The next universe is the one I am part of: well meaning professionals trying to do their best to build capacity of their counterparts in the ministry or local NGOs or businesses. They (we) act as if this is possible and believe we make a difference – sometimes we think this is really true and sometimes we fool ourselves. Actually we probably do make a bit of difference in the lives of individuals, but whether the systemic changes we profess to pursue are really possible in our life time is debatable. We live in this stressful universe and receive handsome compensation and benefits such as danger pay and R&R for putting up with something we don’t have to put up with if we so desire.

Within this universe there are many strata, differentiated by the sources of our contracts and how much we earn. It’s all rather unequitable I suspect and a function of whether we are part of a buyers’ or sellers’ market. I saw an advertisement for a Pashto translator with a base salary of 215.000 dollars. This must pull some Afghan Americans back to their homeland I imagine; a great way to pay for college or medical school.

A third universe is the one inhabited by the foreign Christians who have lived here for ever, moved here with small kids or produced them here, and who are teaching us Dari and about Afghan culture. They live very low to the ground and do good Christian work. They have no SUVs, no army of guards and drivers; they live in simple houses and walk to work or class. They blend in as much as they can. Many speak the local language(s) fluently. They dress either in local garb (especially the men) or they wear frumpy frocks. They are kind and lovely and very sincere. As Christians they are always at risk and they have had some casualties, both in terms of lives and real estate, but they soldier on, as Christians do.

The fourth universe is inhabitated by the Americans who live in hooches (containers) in their own bubble that has nothing to do with Afghanistan. They are guarded by Nepali ghurkas and eat imported food froom imported furniture in imported prefab buildings. They try frantically to implement American policy which changes all the time and serve many masters. We sometimes help a few of them escape into Afghanistan that’s just down the road. They rotate in and out of Afghanistan as fast as windshield wipers which creates an institutional memory problem.

A fifth universe is populated by foreign armies. I know nothing about them expect that they fight, are young and see a totally different Afghanistan than we do. A subset of this universe consist of the civilians embedded in their FOBS (forward operating bases). They are professionals trying to help but because they are from the government, the help is sometimes misguided as when they cut across our path and bypass the government structures we have been trying to build so carefully. Clinics where such doctors work sometimes get shot at.

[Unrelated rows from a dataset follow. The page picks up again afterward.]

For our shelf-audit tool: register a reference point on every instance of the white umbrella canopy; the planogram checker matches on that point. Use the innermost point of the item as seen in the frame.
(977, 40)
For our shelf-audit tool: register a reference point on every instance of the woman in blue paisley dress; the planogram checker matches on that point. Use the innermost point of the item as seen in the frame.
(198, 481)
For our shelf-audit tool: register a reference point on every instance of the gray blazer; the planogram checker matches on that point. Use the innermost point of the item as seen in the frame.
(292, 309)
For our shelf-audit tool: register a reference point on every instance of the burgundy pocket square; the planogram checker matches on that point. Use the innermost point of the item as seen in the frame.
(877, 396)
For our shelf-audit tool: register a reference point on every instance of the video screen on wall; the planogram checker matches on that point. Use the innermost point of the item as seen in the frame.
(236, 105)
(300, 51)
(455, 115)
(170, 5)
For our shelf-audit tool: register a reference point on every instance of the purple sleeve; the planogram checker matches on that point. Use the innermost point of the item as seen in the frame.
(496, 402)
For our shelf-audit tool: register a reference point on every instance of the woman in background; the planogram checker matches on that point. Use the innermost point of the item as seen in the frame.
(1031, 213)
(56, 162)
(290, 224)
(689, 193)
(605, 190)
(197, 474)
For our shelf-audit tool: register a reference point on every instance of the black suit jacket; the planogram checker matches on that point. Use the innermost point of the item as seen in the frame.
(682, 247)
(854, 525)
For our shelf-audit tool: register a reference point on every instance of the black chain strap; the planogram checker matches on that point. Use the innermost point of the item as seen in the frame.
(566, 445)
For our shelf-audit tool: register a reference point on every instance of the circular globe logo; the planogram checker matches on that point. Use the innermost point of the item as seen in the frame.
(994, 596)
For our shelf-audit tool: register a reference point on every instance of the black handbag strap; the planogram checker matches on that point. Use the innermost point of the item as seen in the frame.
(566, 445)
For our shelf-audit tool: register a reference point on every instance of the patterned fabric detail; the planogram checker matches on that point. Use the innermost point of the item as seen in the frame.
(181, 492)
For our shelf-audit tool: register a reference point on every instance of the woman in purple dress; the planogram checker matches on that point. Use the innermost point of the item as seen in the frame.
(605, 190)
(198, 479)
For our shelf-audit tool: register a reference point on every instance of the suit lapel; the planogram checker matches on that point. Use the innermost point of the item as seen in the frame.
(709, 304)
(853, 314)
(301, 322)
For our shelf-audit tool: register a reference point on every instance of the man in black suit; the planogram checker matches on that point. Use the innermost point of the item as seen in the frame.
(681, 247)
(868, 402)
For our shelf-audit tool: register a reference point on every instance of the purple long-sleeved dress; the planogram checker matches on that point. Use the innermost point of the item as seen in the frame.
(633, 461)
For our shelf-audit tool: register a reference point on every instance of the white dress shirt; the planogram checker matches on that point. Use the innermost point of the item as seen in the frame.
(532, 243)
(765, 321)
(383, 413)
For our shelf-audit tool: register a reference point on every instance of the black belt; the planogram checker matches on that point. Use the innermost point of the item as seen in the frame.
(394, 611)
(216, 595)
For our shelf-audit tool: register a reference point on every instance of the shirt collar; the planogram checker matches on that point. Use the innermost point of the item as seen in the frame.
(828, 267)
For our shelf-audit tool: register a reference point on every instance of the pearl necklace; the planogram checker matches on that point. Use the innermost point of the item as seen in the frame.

And then there are the sixth to umpteenth universes that are scattered across the country: the stone-age people that live far from the modern world in places where nothing we take for granted exists; the nomads who try to keep up a lifestyle that is from another century and not good for one’s health; the slave girls in service and bondage, the illiterate couples trying to eke a living out of hostile ground producing baby after baby with few surviving the harsh conditions.

The violence and conflict keep producing more universes: the IDPs (internally displaced persons), the Taliban and Al Qaida fanatics sneaking in every which way, under cover or openly in tanks or pick-up trucks with guns; but also the smart kids that show up in Axel’s school out of nowhere riding on this or that opportunity that fortuitously showed up on their door step or was actively pursued. These are the ones to go for further study to the US, where they will tumble into yet another universe.